How has legal pot changed your life? Has it, at all? As a country, legalization catalyzed some shifts that could end up being the start of trends that shape the industry in days to come.
Stat Canada recently released a bunch of stats on that shed insight into the five million Canadians who consumed cannabis in the first half of 2019. Some things have changed in a big way – namely, we saw double the number of pot users than we did in the first half of 2018, first-time users were much older than they were before, women want topicals and edibles, and a ton of Canadians still buy from illicit sources. What else? Here are a few key takeaways from the data.
New first time users doubled, half of them were babyboomers
In the first quarter of 2019, nearly 650,000 cannabis users reported trying cannabis for the first time in the past three months – which is nearly double what it was one year earlier when recreational pot wasn’t legal.

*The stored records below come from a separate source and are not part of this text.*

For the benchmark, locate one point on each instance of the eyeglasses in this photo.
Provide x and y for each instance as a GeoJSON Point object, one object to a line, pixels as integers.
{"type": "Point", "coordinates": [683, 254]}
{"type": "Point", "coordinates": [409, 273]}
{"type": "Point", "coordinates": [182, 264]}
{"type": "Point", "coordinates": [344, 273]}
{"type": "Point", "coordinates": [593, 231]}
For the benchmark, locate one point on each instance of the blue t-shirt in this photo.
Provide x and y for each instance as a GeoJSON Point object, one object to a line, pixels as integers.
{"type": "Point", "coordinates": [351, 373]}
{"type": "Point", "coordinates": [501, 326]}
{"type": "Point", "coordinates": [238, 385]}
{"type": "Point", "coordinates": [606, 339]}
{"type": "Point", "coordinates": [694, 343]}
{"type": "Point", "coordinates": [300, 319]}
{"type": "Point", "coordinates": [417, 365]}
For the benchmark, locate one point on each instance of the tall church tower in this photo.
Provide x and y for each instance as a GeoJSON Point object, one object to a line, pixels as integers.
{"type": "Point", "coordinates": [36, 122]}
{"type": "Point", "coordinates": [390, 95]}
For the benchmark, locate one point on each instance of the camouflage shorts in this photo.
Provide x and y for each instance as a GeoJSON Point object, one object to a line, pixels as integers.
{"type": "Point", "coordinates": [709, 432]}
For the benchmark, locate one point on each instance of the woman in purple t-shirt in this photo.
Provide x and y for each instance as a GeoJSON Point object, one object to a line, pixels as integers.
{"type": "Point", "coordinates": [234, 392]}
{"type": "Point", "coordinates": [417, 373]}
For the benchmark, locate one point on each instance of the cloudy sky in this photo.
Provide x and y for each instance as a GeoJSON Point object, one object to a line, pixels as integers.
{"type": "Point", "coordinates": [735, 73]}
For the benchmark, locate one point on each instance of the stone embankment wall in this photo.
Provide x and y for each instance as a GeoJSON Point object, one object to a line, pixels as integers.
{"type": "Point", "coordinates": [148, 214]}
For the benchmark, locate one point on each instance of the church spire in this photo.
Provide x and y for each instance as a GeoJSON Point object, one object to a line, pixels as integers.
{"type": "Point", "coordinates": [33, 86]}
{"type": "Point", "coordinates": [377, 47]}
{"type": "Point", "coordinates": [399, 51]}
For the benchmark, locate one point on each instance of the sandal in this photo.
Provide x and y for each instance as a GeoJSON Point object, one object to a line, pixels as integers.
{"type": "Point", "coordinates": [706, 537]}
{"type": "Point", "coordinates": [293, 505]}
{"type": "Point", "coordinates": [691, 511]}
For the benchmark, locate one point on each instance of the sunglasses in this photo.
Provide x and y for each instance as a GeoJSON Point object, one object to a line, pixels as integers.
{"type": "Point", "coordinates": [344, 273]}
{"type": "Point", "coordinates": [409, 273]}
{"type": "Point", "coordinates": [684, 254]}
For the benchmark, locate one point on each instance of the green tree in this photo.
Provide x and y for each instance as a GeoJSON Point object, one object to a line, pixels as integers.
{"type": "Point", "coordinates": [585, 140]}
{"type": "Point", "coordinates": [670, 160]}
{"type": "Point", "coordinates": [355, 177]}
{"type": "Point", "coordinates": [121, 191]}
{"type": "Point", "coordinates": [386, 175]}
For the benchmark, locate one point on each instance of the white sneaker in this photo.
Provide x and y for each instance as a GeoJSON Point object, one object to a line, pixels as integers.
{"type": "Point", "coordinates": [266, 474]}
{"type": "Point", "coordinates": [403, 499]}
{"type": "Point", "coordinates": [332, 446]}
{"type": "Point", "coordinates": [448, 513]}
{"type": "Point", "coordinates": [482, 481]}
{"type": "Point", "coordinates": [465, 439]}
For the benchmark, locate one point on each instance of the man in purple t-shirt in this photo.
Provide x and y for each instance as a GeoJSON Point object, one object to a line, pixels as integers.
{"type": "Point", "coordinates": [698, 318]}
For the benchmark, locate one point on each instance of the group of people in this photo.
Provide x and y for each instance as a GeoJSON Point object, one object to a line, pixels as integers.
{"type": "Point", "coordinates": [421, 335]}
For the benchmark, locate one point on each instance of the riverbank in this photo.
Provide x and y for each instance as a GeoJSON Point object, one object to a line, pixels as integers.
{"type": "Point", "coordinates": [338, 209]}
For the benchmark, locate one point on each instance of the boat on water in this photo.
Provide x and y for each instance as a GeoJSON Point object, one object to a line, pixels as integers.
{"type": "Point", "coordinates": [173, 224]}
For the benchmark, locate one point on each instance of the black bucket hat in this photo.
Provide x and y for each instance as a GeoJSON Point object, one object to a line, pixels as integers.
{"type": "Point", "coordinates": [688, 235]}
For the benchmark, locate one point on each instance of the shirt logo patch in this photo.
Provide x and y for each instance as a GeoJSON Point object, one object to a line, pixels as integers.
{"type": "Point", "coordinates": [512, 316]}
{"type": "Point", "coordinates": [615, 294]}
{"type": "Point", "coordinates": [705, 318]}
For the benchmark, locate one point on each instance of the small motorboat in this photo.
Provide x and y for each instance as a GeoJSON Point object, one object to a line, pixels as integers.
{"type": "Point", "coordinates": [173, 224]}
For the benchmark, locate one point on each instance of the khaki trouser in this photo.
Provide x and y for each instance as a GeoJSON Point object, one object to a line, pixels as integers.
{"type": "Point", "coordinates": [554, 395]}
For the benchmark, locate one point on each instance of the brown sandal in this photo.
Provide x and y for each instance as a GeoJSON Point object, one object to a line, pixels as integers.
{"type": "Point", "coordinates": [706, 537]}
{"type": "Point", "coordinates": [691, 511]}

First-time users in the post-legalization period also proved to be older – half were over over 45, while in the same period in 2018, this age group was only about one-third.
So, there was an overall increase in cannabis use in the period immediately following legalization, but certain things stayed the same – cannabis use continued to be higher among males (22%) than females (13%), and use also also stayed more common among 15 to 24-year-olds (30%) than people aged 25 and older (16%).
The number of people who used cannabis daily / monthly didn’t change
Comparisons with the first quarter of 2018 show that the number of people who reported using cannabis daily and monthly use stayed stable, but those who reported using it weekly increased (from 2% to 4%). Occasional use increased a bit too (from 4% to 6%). Legalization brought out more dabblers, but it appears most decided not to commit to regular, more long-term use.
Daily or almost daily cannabis consumption was more common among 15-to-24 year-old Canadians (10%) than among those 25 and older (6%). Males were more likely than females to be daily or almost daily users (8% versus 5%).
Smoking was the most popular method of consumption, women more likely to try topicals and sublinguals
About 77% of all users consumed dried cannabis (82% were male, 67% were female), while 26% consumed edibles. Others consumed it as liquid concentrates (20%), vape pens (19%), and hashish or kief (16%). Though, at 14%, females were almost three times more likely than males (5%) to have consumed cannabis as topicals or sublinguals.
Half of all users bought at least some pot illegally
48% of all cannabis consumers reported buying at least some of their cannabis from a legal source, such as a legally authorized retailer or an online licensed producer. 42% said that they bought at least some of their cannabis from illegal sources, like a dealer, while 37% said that they used cannabis that they got from, or shared among, friends and family. Only 29% of all current users got their cannabis exclusively from legal sources.
Price isn’t the top consideration when buying pot, apparently
76% of Canadians who consumed cannabis in the first half of 2019 said quality and safety was an important consideration when buying it, while 42% primarily considered price (interesting – as the price of pot has risen more than 17% since it became legal for recreational use). Other factors that mattered to people when buying cannabis were accessibility, location and preferred potency.
If you haven’t tried it by now, you probably won’t end up trying it anytime soon
Basically all Canadians who reported having never consumed cannabis indicated that they won’t use it in the next three months (99%). In contrast, most daily or almost daily (94%) and weekly (87%) users think they’ll continue to consume cannabis over the next three months and at a similar pace. Some things never change. Namely, those who love cannabis and don’t need to mess with a good thing.